What is Fluoride, and What is it Used For?

Fluoride is a naturally occurring trace mineral in soil, water, and many foods. It’s the ion form of the chemical element fluorine, as seen on the periodic table. [1] Fluorides are the element fluorine (F) combined with a metal, like calcium (Ca), sodium (Na), or silicon (Si).

The use of fluoride for dentistry goes back to the early 1900s when scientists noticed populations drinking water naturally high in fluoride had fewer dental caries (cavities). In 1901, a dentist named Dr. Frederick McKay began investigating “Colorado Brown Stain,” a condition affecting the teeth of residents in Colorado Springs. He discovered that fluoride was the cause of both the staining and the resistance to tooth decay. [2]

In the 1930s and 1940s, scientific studies further established the connection between fluoride and dental health. Researchers found more evidence that communities with naturally occurring fluoride in their water had fewer incidences of tooth decay. This led to the hypothesis that fluoride added to water supplies could be the answer to the prevention of dental cavities. [3]

In 1945, Grand Rapids, Michigan, became the first city to add fluoride to its water supply in a controlled experiment to test the effects on dental health. Subsequent studies confirmed significant reductions in tooth decay among residents. [4]

Following the Grand Rapids experiment, community water fluoridation became more widespread across the United States and other countries.  By the 1950s and 1960s, fluoridation of public water supplies became a common practice endorsed by health authorities and dental professionals worldwide. Water fluoridation was declared one of the greatest successes in public health in the 20th century. [5]

From there, fluoride was quickly incorporated into toothpaste, mouthwash, and other oral health products. Following the United States’ adoption of water fluoridation, the World Health Organization (WHO) also began recommending it worldwide as an effective way to reduce oral health problems. But is adding chemical fluoride to the water supply really a good idea?

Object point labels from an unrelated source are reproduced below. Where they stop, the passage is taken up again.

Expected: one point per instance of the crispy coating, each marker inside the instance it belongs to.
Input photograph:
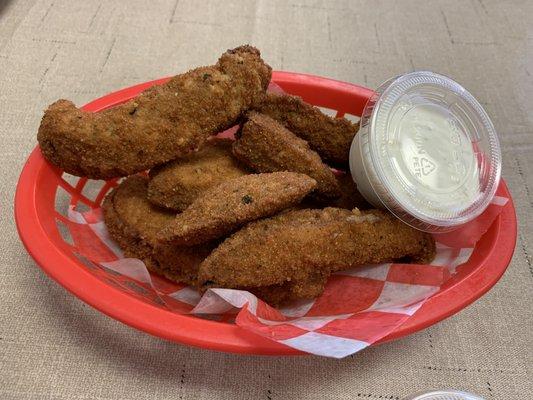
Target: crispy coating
(161, 124)
(228, 206)
(278, 295)
(350, 196)
(133, 223)
(267, 146)
(297, 245)
(329, 137)
(177, 184)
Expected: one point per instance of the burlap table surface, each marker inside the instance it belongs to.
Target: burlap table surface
(53, 346)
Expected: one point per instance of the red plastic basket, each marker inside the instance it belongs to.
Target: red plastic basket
(37, 217)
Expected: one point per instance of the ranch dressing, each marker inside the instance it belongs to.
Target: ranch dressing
(427, 151)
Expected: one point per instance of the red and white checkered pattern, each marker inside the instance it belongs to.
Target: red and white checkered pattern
(358, 307)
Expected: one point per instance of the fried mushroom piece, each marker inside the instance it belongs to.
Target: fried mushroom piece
(330, 137)
(267, 146)
(133, 223)
(161, 124)
(177, 184)
(227, 207)
(296, 245)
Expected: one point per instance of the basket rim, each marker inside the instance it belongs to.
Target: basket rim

Natural Fluoride vs. Synthetic Fluoride

Naturally occurring fluoride is calcium fluoride. The form of fluoride typically added to public water supplies is fluorosilicic acid, also known as hexafluorosilicic acid (H2SiF6). Fluorosilicic acid is a liquid compound that’s a byproduct of phosphate fertilizer production.

Some communities may also use other fluoride compounds for water fluoridation, like sodium fluoride (NaF) or sodium fluorosilicate (Na2SiF6). However, fluorosilicic acid is one of the most used compounds for this purpose due to its availability, cost-effectiveness, and ease of use. [6][7]

The United States Department of Health and Human Services (DHHS) currently recommends a fluoride concentration of 0.7 ppm (parts per million) for the prevention of dental caries. [8] The American Dental Association (ADA) continues to endorse water fluoridation along with regular fluoride treatments.

It’s important to remember that even natural fluoride is a trace element that should be limited in diet and environmental exposure. That’s the difference between macro minerals (like magnesium and potassium) and trace minerals (like fluoride, copper, and iodine). Even drinking water high in naturally occurring fluoride can lead to health problems [9]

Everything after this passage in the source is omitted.